Todavia, ressalvamos que as concepções de educação rural e políticas de formação de professoras e professores rurais no Brasil estejam bem identificadas nos capítulos, há uma falta de aprofundamento dos espaços institucionais de profissionalização para o magistério primário rural, ou seja, das escolas normais regionais e escolas normais rurais, por exemplo. Assim, História e memória da educação rural no século XX projeta a importância de descortinar a complexidade da cultura escolar destes estabelecimentos de ensino normal na História e historiografia da educação do país.

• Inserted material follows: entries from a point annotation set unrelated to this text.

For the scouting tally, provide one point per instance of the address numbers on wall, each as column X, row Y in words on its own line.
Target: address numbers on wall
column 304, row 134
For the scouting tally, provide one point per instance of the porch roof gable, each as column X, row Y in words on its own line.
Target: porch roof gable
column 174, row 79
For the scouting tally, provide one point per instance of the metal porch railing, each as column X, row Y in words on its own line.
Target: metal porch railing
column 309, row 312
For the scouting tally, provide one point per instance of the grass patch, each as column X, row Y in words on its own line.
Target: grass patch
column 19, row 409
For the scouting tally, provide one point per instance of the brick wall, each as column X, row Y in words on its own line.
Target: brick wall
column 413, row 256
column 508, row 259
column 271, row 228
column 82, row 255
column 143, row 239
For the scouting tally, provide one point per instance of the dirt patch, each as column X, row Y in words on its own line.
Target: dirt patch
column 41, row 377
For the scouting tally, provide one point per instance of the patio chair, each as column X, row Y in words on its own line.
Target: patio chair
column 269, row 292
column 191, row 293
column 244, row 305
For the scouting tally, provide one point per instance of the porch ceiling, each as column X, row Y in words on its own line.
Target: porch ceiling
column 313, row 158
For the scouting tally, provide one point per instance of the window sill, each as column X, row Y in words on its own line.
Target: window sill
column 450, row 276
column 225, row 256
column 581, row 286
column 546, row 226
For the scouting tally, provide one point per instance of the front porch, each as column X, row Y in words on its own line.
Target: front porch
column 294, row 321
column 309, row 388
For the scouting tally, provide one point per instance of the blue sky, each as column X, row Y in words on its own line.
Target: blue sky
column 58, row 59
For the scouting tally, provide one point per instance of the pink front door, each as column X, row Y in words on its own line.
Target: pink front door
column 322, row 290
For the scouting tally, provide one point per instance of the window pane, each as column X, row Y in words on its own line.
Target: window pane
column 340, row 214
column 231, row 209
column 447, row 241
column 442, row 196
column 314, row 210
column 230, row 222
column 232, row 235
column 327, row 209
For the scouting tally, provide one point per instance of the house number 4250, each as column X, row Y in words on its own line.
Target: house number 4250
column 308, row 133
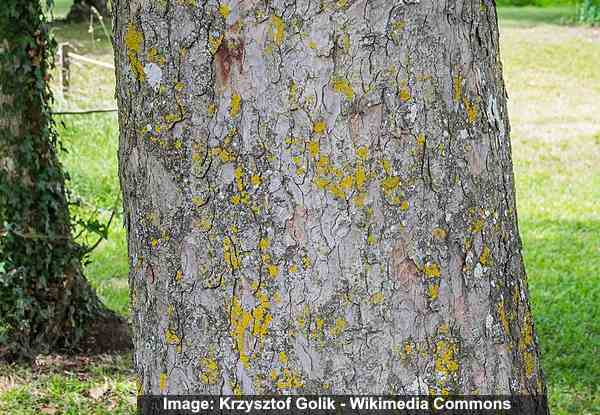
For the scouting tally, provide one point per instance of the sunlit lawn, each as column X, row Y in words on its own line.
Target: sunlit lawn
column 553, row 82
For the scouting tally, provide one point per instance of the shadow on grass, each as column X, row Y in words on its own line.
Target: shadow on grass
column 534, row 16
column 563, row 262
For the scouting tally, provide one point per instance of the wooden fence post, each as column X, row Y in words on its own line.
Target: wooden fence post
column 65, row 70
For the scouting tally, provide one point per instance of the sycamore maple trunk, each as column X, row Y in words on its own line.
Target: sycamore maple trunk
column 319, row 198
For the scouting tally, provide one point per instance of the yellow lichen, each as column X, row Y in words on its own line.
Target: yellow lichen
column 234, row 109
column 224, row 10
column 404, row 93
column 360, row 176
column 502, row 317
column 313, row 148
column 477, row 225
column 283, row 359
column 240, row 320
column 346, row 183
column 319, row 127
column 344, row 87
column 390, row 183
column 377, row 298
column 471, row 110
column 133, row 41
column 338, row 327
column 439, row 233
column 210, row 373
column 263, row 244
column 445, row 357
column 306, row 263
column 239, row 178
column 171, row 337
column 162, row 381
column 277, row 29
column 432, row 270
column 290, row 380
column 433, row 292
column 214, row 43
column 229, row 254
column 457, row 87
column 362, row 152
column 273, row 270
column 485, row 257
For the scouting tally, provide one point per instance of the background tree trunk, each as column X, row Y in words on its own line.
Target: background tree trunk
column 81, row 9
column 45, row 301
column 319, row 197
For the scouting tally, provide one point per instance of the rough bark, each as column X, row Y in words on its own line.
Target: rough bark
column 45, row 301
column 319, row 197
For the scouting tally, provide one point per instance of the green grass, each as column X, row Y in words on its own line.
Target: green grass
column 532, row 16
column 60, row 8
column 101, row 386
column 554, row 89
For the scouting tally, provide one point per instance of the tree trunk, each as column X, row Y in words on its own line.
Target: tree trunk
column 45, row 301
column 319, row 198
column 81, row 10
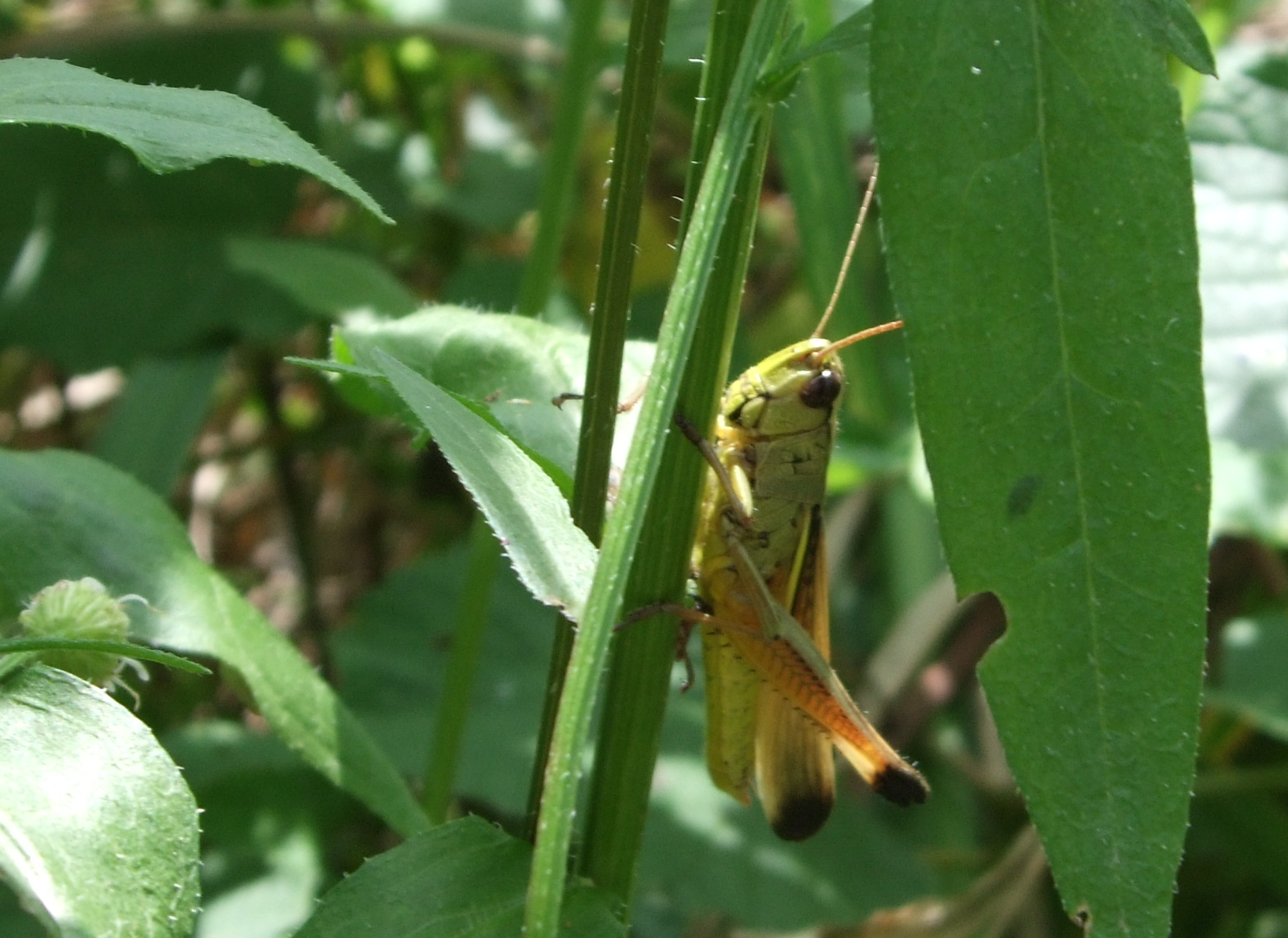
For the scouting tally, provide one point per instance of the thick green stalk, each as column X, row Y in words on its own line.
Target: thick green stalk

Apesar disso, a leitura do livro é indispensável para todos que se interessam pelas questões da educação brasileira, sobretudo, no meio rural. Como se percebe na obra, a educação rural em meados do século XX foi fruto de uma complexa teia de ações, debates e embates de instituições (nacionais e internacionais) e atores políticos e sociais. Pode-se dizer que História e memória da educação rural no século XX traz o percurso dos anos em que a educação chegou à população do interior do país, permitindo uma compreensão da ação docente no processo de escolarização de crianças e jovens nas ruralidades brasileiras.

REFERÊNCIAS

CHALOBA, Rosa Fátima de Souza; CELESTE FILHO, Macioniro; MESQUISTA, Ilka Miglio de (org.). História e memória da Educação Rural no Século XX. São Paulo: Cultura Acadêmica, 2020. [ Links ]

1A obra está disponível no site da editora Cultura Acadêmica em forma de E-book para download grátis. Disponível em: https://culturaacademica.com.br/catalogo/historia-e-memoria-da-educacao-rural-no-seculo-xx/. Acesso 19 mar. 2021.

2Periódicos selecionados: Revista de História da Educação (1997-2019); Revista Histedbr on line (2000-2019); Revista Brasileira de História da Educação (2001-2019); Cadernos de História da Educação (2002-2019).